Chenopodium album, meaning white goose foot, related to spinach, rhubarb, beets and chard, known as lambsquarters, pigweed and a number of other names, grows in all gardens in this area – anywhere that soil has been turned. Of all the weeds I pull in my vegetable and flower gardens, fully half of them must be this weed. So if cleaning your garden means you have some healthful and tasty vittels for dinner, you kill two birds with one stone.
Like so many overlooked wild plants, this one is full of good stuff: niacin, folate, iron, magnesium and phosphorus and, even more, dietary fibre, protein, vitamins A, B6 and C, thiamin, riboflavin, calcium, potassium, copper and manganese. If you are still not convinced that this is worth eating, it is a great substitute for spinach, at no cost, and if you pick it in an unpoluted garden free of chemicals and contaminants, probably better than spinach.
If you know how to cook spinach, there is no real need for recipes. Young shoots can be used in salads, and as the plant ages, just pick the leaves off the sturdy stem (discard any blemished ones), rinse well and use as you would spinach.
This recipe I am sharing is one that requires a little more effort than sauteing or steaming, but I think highlights the rich green colour and delicate flavour of the plant. It could also be made with rice, as you would a risotto.
If my pictures are not enough to help you identify it, there are plenty of pictures and descriptions available on the internet, and if you are still not sure if you have it in your garden, check with someone familiar with local weeds – there must be one somewhere near you.

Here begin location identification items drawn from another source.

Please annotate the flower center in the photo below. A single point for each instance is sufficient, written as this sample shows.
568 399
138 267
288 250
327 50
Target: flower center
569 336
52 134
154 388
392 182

Barley with Lemon and Lambsquarters

2 Tbsp. olive oil

1/2 red onion, finely chopped

1 cup barley

1 1/2 cup water or vegetable stock

grated rind of one lemon

2 cloves minced garlic

1 Tbsp. mint

1 Tbsp. parsley

1 tsp. salt

4 cups lambsquarters, leaves only.

Heat the oil in a saucepan and fry the onion until soft, but not browned. Add the barley and fry for a couple of minutes, being sure to coat all the barley with oil. Add the garlic and fry for another minute. Stir in the herbs, salt and grated lemon peel. Pour 1/2 cup of the water or stock and stir the mixture occasionally until most of the water has been absorbed. Continue to add water, 1/2 cup at a time. When the last addition of water is made, add the lambsquarters and mix  well until there is no more liquid visible.


Author: Hilda

I am a backyard forager who likes to share recipes using the wild edibles of our area.

6 thoughts on “Lambsquarters

  1. I, too, like lambsquarters. The only thing I dislike about them is the wax that covers the leaves. Almost impossible to wash off, right? But it disappears when cooked, so I shouldn’t be complaining. It’s free food, after all, and nutritional, too!